Agriculture and Food Security
Agricultural development is seen as the engine that will not only diversify South Sudan’s economy, but also reduce poverty and food insecurity. USAID is taking a holistic approach to spurring agricultural development in South Sudan—improving inputs (seeds and fertilizer) for farmers, strengthening market linkages, improving the conditions that promote private sector investment, and improving infrastructure to facilitate trade.
Democracy, Human Rights, and Governance
Following South Sudan’s independence in July 2011, USAID democracy and governance assistance seeks to strengthen government institutions and human capacity at the national and subnational levels, while supporting active engagement by South Sudanese citizens with their government at all levels.
Economic Growth and Trade
The people of South Sudan are among the world’s poorest, with more than half the population living on less than $1 per day. To improve economic opportunities in South Sudan, USAID is helping to develop a commercial agriculture sector, improving infrastructure, and assisting national and local governments with land policy issues, natural resource management, and wildlife conservation.
After enduring two decades of civil war, the people of South Sudan have one of the lowest literacy rates in the world, with only 27 percent adult literacy. USAID’s education program in South Sudan supports gender equity, interactive radio instruction, capacity building for education ministries and teacher training.
Gender Equality and Women’s Empowerment
USAID promotes gender equality and women’s empowerment across its portfolio, focusing on increasing women’s social, economic and political status. In South Sudan, USAID works with national and state education ministries to eliminate gender bias in the education system, and has strengthened women’s participation in political processes and policy formation, such as land policy.
The vast majority of the population of South Sudan lacks access to essential health services and to clean water and sanitation, conditions that contribute to compromised health status for people. Mortality rates are exceptionally high, particularly for mothers, infants and children. USAID currently delivers primary health care services in 14 counties in all 10 states of South Sudan, and is improving access to clean water and sanitation.
Water and Sanitation
Only 48 percent of South Sudanese have access to potable water and only 14.6 percent of the population benefits from proper sanitation.

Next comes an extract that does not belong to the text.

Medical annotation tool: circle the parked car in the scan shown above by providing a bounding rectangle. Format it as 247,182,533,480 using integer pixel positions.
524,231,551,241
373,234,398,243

USAID is expanding access to clean water and sanitation, and increasing community capacity to maintain water and sanitation facilities.
Working in Crises and Conflict
Unresolved issues between South Sudan and Sudan such as oil revenue sharing and border demarcation continue to cause tensions and conflict between the two nations. South Sudan also faces internal conflict related to lack of economic opportunity and competition over scarce resources. USAID is helping to mitigate conflict in South Sudan by helping to develop and improve livelihoods and improving the effectiveness of local government institutions.